Tired of graffiti, trash, and vandalism plaguing the streets? Well now there’s an app for that, thanks to four teen girls who teamed up to tackle blight in their East Palo Alto community. The high school students, who dubbed themselves the “Chica Squad,” were part of a pilot program implemented by Bayshore Christian Ministries, an East Palo Alto nonprofit dedicated to helping youth gain life skills and develop as leaders. During the 12-week program, the girls learned about app design, entrepreneurship, creating a business plan, and pitching a product. The app they designed through the process is called “Tag It,” which allows East Palo Alto community members to photograph a place of vandalism or trash.

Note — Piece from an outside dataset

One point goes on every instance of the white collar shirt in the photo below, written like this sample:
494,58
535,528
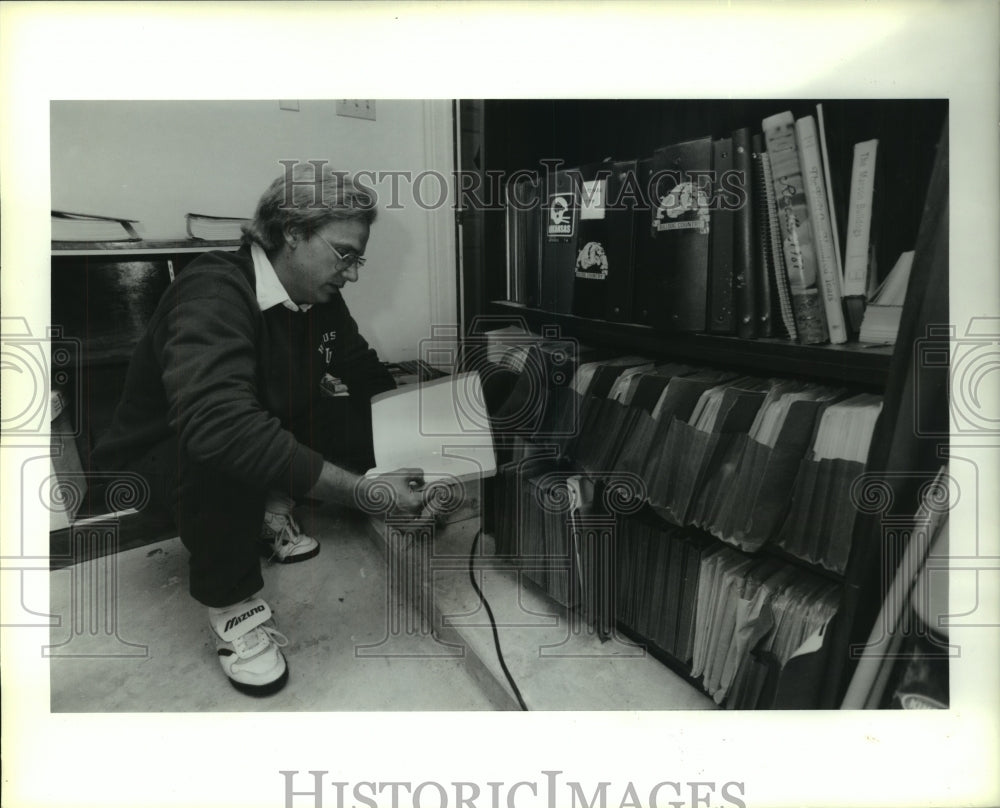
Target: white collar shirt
270,291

Users can then track down the locations where the photograph was tagged and clean it up. The ingenious app landed them a spot in the top 20 at the Technovation Challenge.

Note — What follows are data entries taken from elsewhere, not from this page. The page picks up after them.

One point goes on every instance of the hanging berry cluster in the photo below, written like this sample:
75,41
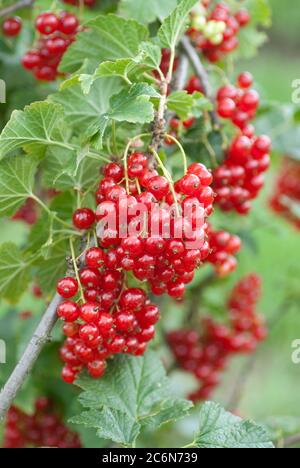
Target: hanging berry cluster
286,199
205,354
214,30
12,26
56,34
240,178
44,428
112,317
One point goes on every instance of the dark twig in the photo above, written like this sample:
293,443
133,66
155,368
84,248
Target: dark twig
201,73
15,7
41,336
25,365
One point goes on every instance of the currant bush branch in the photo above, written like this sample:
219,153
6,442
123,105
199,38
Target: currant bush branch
16,6
201,73
27,361
40,337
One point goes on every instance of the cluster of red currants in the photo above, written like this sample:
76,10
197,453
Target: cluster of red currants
224,246
215,30
286,199
158,251
240,178
12,26
44,428
57,32
114,318
205,354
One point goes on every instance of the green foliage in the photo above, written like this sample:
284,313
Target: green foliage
220,429
134,394
174,25
16,182
146,12
107,38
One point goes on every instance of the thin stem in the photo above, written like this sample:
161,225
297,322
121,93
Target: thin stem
16,6
201,73
114,137
76,269
181,150
40,337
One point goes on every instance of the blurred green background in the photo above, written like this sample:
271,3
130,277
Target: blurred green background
272,387
272,249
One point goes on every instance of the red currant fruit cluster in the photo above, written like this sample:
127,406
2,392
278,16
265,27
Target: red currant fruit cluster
286,199
27,213
205,354
42,429
57,32
240,178
12,27
239,103
224,247
215,30
111,320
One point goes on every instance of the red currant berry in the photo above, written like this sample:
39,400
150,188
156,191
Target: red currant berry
89,312
68,311
47,23
83,218
95,257
12,26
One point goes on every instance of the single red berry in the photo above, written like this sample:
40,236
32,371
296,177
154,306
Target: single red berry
68,374
88,333
159,187
89,312
12,26
47,23
245,80
226,108
68,23
68,311
97,368
67,287
95,257
133,299
114,171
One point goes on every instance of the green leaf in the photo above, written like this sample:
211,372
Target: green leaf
14,272
60,172
80,110
181,103
107,38
220,429
134,393
52,268
39,125
175,25
16,182
112,424
146,12
130,105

This pilot program was made possible through a $5,000 grant from PVF’s Facebook Local Community Fund, which provides grants to nonprofits working with youth in East Palo Alto and Belle Haven. Bayshore Christian Ministries also used the grant to implement a second pilot program called GameOn, which is a computer game design class for middle school students. Students were mentored as they learned the basics of game design and implementation. The program was so popular that the students frequently arrived early and stayed late to work on the games they were designing.

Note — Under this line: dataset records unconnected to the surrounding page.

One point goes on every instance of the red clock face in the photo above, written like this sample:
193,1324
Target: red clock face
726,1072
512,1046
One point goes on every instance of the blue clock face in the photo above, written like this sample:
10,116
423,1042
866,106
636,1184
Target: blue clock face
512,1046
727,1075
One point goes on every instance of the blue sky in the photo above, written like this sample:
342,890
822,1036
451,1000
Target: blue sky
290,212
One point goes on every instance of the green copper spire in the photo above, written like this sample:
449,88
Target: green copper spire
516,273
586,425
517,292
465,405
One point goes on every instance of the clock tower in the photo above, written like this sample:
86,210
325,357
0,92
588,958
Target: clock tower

Both programs allowed its participants to gain confidence and develop an interest in technology careers. The four high school students on the Chica Squad, for example, had never considered pursuing careers in technology despite having grown up in the heart of Silicon Valley. After learning they have the ability to create apps, however, a whole new world of career possibilities opened up to them. These two pilot programs are empowering disadvantaged youth to become future tech leaders by giving them the tools they need to drive their own success.